Not a problem. Of course one of my students just wanted to borrow my copy of the book today!! :rofl: 

Easy tho she reads fast and I have read it 3-5 times already.

Count me in and what is next.

Dave


----------



## ikenpo (Nov 4, 2002)

> _Originally posted by c2kenpo _
> 
> Count me in and what is next.
> 
> [/B]



Respond to the mail list invite that you should receive shortly and tomorrow I'll forward a rough agenda/topic time schedule for the group.

At this point we just need you, nightingale & Mr. Farmer to reply to joining the mail list and we're ready to roll...

Thanks, jb


----------



## KenpoGirl (Nov 4, 2002)

If you have room for one more, count me in too please

dkelly@kenpo-girl.com

If not let me know when the next one starts.

Dot


----------



## Elfan (Dec 1, 2002)

How is it going?


----------



## ikenpo (Dec 1, 2002)

> _Originally posted by Elfan _
> 
> *How is it going? *



Well,

It had been going pretty good then I got caught up in a huge final presentation for a class (40% of grade) and now I'm getting over the flu so it's going a little slow right now. My concentration is like zero right now. We got through the first few chapters. Although it is not required that I initiate discussion on the group I hope to pick it back up, with my comments, as soon as I'm feeling better. 

jb


----------



## Elfan (Dec 15, 2002)

Cool! Glad to see its sorta working out when you arn't sick.

Which book are you doing?


----------



## ikenpo (Dec 15, 2002)

> _Originally posted by Elfan _
> *Cool! Glad to see its sorta working out when you arn't sick.
> 
> Which book are you doing? *



II vol 1

It was just a little touch of the flu. I'm back up and kickin now (low of course). 

jb


----------



## Elfan (Jan 19, 2003)

So how's it going now?


----------



## ikenpo (Jan 19, 2003)

> _Originally posted by Elfan _
> *So how's it going now? *



I kind of fell off. I think the best way to approach it is to take a specific technique, principle or concept and then go from there. The book club idea depends too much on people "reading". Also people need to get used to replying to a mail list.

Will try it again in the next couple of months...

jb


----------



## jfarnsworth (Jan 19, 2003)

Good Luck.
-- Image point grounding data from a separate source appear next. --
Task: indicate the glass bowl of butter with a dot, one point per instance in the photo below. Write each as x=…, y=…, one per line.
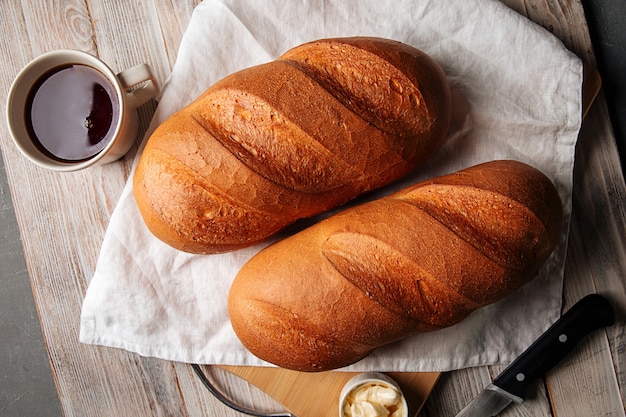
x=372, y=394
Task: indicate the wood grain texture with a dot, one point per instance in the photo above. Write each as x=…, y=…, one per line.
x=317, y=394
x=63, y=218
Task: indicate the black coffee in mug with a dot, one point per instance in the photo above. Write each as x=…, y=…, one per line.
x=72, y=112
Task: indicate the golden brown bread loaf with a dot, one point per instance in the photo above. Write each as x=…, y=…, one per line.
x=327, y=121
x=417, y=260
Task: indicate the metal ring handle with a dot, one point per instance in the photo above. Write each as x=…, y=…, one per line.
x=230, y=403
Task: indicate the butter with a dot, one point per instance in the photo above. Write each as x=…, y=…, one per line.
x=373, y=400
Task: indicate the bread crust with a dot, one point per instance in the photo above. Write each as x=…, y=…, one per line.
x=417, y=260
x=289, y=139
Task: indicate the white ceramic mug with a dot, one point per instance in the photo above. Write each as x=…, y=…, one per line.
x=125, y=92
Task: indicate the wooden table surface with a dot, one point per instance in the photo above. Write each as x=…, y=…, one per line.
x=62, y=219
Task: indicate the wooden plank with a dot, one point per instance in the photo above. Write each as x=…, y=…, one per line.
x=317, y=394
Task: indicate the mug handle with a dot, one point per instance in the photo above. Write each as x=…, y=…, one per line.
x=139, y=83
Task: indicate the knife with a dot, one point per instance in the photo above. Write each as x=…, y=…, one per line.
x=590, y=313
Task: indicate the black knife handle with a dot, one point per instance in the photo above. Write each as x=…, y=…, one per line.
x=590, y=313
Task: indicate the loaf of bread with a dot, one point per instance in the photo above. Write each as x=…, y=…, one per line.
x=289, y=139
x=417, y=260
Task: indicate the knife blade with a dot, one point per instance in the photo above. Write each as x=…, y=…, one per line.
x=590, y=313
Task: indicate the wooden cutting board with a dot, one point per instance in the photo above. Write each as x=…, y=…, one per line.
x=317, y=394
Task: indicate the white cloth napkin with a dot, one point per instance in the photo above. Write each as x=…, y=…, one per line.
x=517, y=96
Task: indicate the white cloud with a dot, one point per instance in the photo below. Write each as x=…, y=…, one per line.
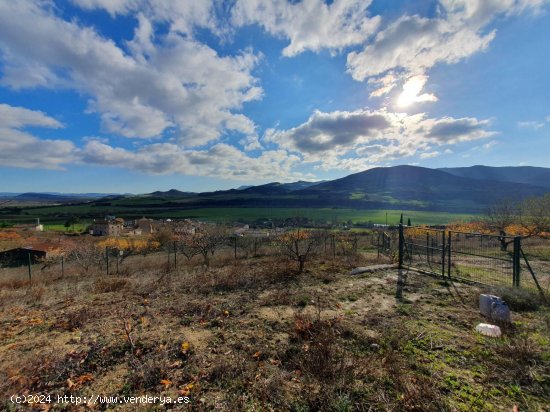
x=412, y=45
x=448, y=130
x=221, y=160
x=177, y=83
x=490, y=145
x=331, y=132
x=21, y=149
x=363, y=138
x=310, y=24
x=411, y=92
x=535, y=125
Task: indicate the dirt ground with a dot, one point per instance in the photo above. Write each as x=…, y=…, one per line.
x=255, y=335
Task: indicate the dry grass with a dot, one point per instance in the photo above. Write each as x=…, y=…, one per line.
x=252, y=334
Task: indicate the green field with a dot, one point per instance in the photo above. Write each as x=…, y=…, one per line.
x=54, y=217
x=318, y=214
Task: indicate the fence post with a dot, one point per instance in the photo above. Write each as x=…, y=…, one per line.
x=401, y=245
x=29, y=263
x=443, y=254
x=516, y=267
x=449, y=250
x=175, y=257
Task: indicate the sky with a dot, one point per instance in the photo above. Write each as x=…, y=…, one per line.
x=133, y=96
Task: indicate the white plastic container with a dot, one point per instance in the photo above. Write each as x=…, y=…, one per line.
x=500, y=312
x=489, y=330
x=486, y=303
x=494, y=308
It sounds like a tough job.


----------



## Rob_Broad (Jan 19, 2003)

It started off well enough, but I think the holidays approaching also made it difficult for peope to split their time with yet another task.  I loved what had read of everybody's input.  Made me think twice about how the same material can be percieved by different levels.  

When ever the book club gets back up and running please let me know I would be interested in participating once again.


----------



## Nightingale (Jan 20, 2003)

a message board rather than a mail list might be easier.


----------



## ikenpo (Jan 20, 2003)

> _Originally posted by nightingale8472 _
> *a message board rather than a mail list might be easier. *



Well a forum is like a form, a lot of things are covered and everyone is working on it. A maillist can be used like a set and breakdown a specific topic and encourage a greater deal of synergy. It can also get people to respond that might not normally give input and you can do it straight from your email.


----------



## cdhall (Jan 20, 2003)

Add me in.  I'd like to see how this goes, but I'm not sure I manage my time well enough to do this right.

However, I'm willing to try and it sounds like a great idea.


----------